We were all comfortably high the night he crossed that point of no return, and in some higher level of consciousness that propelled him through a series of unforgettable hallucinations and gave rise to his very essence, Arlo Cool discovered that he no longer had any use for Sam Fischer. Everyone seemed quite concerned about Sam’s demise, but I was pretty sure that he was still in there, somewhere. It wasn’t the first time I’d seen that kind of thing, I mean there was a guy I knew in school who disappeared regularly. Every now and again he’d go missing for short periods of time without ever really going anywhere, leaving somebody else to take his place in the parade. One day he left and that was that. He returned years later with a head full of chlorpromazine and a souvenir tee shirt from his stay at the Merriman Sanatorium and Country Club.

Once it happened, they always believe that they were some kind of super hero, but I wasn’t so sure, I mean they were nothing like the ones I knew from Metropolis, Gotham or Capital City. Arlo Cool was certain that he was destined for heroics, but it was far more likely to simply be the effects of the hallucinogens, I mean weird shit goes on in your head when you’re fucked up on psilocybin, but I suppose its hard to know the difference when you’re frantically trying to stop the pterodactyls circling overhead from belting out another chorus of Grand Funk’s ‘We’re An American Band’.

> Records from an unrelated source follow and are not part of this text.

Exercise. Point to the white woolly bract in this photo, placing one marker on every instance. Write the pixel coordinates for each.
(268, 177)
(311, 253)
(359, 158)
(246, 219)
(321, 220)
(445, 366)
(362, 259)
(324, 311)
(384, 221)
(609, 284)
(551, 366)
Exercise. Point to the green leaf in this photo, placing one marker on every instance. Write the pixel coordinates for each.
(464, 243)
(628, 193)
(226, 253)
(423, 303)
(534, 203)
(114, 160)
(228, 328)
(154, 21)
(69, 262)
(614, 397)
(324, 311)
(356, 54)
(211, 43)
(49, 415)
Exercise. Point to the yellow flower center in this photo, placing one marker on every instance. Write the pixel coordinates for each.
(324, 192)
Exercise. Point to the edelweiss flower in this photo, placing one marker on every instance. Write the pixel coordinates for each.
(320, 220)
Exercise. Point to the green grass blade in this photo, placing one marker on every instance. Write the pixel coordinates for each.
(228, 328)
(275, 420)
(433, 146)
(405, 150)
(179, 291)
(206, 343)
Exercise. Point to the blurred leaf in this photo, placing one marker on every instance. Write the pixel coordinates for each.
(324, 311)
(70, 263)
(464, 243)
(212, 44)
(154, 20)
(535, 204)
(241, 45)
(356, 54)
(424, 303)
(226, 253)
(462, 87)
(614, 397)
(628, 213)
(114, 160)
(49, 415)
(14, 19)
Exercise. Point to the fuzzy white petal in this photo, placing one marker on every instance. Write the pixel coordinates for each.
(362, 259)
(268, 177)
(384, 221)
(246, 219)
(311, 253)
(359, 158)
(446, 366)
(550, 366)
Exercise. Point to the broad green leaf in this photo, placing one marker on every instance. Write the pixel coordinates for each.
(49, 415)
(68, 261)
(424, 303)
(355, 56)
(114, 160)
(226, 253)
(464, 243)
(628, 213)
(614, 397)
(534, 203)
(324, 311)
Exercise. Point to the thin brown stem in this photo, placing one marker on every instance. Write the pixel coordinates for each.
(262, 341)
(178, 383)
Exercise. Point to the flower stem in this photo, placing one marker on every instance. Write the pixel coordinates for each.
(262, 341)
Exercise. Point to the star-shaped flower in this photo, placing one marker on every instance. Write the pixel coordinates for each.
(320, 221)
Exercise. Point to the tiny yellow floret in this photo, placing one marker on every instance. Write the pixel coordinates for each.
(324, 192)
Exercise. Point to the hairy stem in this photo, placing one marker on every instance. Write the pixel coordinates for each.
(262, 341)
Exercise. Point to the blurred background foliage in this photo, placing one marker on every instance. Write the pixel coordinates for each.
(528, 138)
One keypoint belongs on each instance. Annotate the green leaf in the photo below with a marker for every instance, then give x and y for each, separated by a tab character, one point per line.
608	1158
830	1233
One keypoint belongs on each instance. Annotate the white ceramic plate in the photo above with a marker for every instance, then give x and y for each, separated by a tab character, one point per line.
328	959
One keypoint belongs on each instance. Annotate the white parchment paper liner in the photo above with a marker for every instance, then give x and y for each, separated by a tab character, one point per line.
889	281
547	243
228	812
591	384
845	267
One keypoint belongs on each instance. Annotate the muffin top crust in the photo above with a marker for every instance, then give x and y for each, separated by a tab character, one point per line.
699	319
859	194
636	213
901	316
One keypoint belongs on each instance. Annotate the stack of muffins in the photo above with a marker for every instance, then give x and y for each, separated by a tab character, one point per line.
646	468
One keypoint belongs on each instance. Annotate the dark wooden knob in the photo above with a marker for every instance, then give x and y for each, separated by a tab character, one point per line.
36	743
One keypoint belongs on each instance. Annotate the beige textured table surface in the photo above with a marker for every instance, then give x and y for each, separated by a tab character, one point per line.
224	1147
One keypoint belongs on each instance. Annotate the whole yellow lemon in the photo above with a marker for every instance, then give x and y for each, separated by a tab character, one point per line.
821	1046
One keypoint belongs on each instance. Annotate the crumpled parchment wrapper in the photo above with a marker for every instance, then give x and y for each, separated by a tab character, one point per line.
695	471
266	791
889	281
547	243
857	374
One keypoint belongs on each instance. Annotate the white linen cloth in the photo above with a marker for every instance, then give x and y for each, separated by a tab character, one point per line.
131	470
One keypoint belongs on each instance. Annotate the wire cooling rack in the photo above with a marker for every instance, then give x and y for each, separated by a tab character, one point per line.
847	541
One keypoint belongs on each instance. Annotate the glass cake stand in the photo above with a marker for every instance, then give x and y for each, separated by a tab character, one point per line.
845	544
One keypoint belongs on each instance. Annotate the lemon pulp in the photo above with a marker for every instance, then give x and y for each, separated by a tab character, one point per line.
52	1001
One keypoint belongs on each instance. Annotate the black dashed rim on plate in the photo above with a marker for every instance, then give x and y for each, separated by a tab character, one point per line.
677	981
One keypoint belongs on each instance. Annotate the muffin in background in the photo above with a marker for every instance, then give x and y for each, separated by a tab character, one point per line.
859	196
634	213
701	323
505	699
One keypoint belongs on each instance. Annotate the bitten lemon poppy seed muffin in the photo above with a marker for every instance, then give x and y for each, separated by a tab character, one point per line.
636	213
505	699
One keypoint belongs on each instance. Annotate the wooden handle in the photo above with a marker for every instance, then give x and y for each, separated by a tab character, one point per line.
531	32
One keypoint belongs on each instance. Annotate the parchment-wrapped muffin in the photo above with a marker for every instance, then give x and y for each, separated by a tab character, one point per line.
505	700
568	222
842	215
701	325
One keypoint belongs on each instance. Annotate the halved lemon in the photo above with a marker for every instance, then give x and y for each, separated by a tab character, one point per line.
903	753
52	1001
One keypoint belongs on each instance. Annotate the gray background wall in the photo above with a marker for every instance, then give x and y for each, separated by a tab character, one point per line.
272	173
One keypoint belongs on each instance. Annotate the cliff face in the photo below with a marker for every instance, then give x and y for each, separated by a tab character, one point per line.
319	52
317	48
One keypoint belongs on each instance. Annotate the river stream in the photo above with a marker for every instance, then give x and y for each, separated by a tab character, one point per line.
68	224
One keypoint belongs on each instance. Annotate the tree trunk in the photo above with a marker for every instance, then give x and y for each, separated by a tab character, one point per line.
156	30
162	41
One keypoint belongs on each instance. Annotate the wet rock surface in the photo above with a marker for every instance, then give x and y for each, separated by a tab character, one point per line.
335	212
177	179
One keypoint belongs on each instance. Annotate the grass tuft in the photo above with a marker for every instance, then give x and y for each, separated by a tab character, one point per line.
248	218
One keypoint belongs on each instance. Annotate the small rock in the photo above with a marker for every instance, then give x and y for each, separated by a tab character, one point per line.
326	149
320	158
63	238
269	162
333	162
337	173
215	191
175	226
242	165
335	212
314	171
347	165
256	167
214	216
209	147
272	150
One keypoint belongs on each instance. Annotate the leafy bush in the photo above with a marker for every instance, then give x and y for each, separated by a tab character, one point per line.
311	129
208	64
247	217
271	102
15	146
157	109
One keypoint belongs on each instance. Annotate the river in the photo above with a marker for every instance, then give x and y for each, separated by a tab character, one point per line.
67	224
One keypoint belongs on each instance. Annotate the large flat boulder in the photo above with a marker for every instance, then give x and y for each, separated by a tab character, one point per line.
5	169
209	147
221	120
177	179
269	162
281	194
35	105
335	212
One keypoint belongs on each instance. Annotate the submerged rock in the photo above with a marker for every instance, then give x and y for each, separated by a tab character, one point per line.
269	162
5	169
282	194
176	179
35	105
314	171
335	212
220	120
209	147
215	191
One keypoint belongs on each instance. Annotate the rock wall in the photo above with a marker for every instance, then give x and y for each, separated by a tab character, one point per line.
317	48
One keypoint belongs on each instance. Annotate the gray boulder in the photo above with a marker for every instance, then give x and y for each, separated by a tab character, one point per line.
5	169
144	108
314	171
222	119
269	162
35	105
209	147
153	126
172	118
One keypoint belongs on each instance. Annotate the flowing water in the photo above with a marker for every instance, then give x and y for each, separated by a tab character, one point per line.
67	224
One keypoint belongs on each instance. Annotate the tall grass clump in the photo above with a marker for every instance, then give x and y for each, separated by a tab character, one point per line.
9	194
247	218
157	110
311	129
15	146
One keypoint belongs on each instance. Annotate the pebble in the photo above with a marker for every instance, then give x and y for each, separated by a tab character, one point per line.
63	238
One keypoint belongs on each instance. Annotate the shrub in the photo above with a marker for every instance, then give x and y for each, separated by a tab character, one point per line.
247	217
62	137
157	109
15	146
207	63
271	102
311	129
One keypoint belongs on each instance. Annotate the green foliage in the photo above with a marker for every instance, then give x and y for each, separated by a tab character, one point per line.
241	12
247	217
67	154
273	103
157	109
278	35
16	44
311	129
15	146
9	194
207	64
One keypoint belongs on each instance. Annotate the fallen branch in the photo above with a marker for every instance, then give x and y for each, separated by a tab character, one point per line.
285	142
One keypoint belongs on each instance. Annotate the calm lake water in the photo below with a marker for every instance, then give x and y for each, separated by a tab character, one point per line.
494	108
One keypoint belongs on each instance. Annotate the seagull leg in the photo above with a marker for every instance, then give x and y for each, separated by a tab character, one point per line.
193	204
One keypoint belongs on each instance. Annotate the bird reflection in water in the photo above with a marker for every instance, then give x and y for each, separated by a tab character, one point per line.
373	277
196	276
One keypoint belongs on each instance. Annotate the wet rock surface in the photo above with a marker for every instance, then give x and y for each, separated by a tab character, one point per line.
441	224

“I don’t think it was suicide.” Tate said. “Sam wouldn’t do that.” He may have been right I suppose, but I didn’t believe for one minute that Sam Fischer was immune to the darkness that might very well cause someone who would never do that to do exactly that. I don’t suppose any of us ever really are, I mean its always far more complicated and a bit more sinister than that, but I guess anything was possible. I really didn’t have a fucking clue, I mean none of us did.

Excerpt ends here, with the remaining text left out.